Smiling. The smile a frightening mask. Waddling up to her.
“Hi.” Friendly bear. “Are you going to have a big Halloween?"
“Nope. We're gonna stay home this year.” Says something about her daughter.
“I've seen you around town before,” he says. “What's your name?” A big smile.
“Trish Clark,” she says. Trying to hold her breath so as not to have to inhale any of the foul reek of body odor that is so stingingly strong on the man.
“How much are those, Trish?” he asks politely, as his eyes scan the street for watchers. She turns to see what his big finger is pointing at and sees nothing more. A shower of black, blue, red, and golden stars explodes inside the blindness of her mind, die as they are extinguished in inkiness.

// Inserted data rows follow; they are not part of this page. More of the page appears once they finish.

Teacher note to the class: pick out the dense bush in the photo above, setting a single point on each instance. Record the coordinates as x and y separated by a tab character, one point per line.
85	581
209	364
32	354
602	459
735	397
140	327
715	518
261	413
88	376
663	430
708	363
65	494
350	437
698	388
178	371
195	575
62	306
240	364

He has her long hair, dragging the inert body back to the back. Dragging her over her employer's form. Now returning to lock the door and turn the OPEN sign to CLOSED.
Checking the register first. Surprised at what he finds. He can dump the Buick and buy a nice used car.
She is very sexy, even in her slack-jawed position, and he pulls her to him to bestow a serpent's kiss with teeth meant only to wrest meat from bone.
“Trick or treat,” he says, lowering his bulk onto her.
18
SOUTH OF WATERTON
It took a three-way clearance to get past the guards at the control center: one had to pass visual, palm-print, and spectrographic ID checks, and as the honcho liked to say, “everything from a metal detector to a bullshit detector.” There were detection devices visible as one made one's way past the armed guards in the hallway, but neither the visible detectors nor the visible guards were the ones with the real teeth.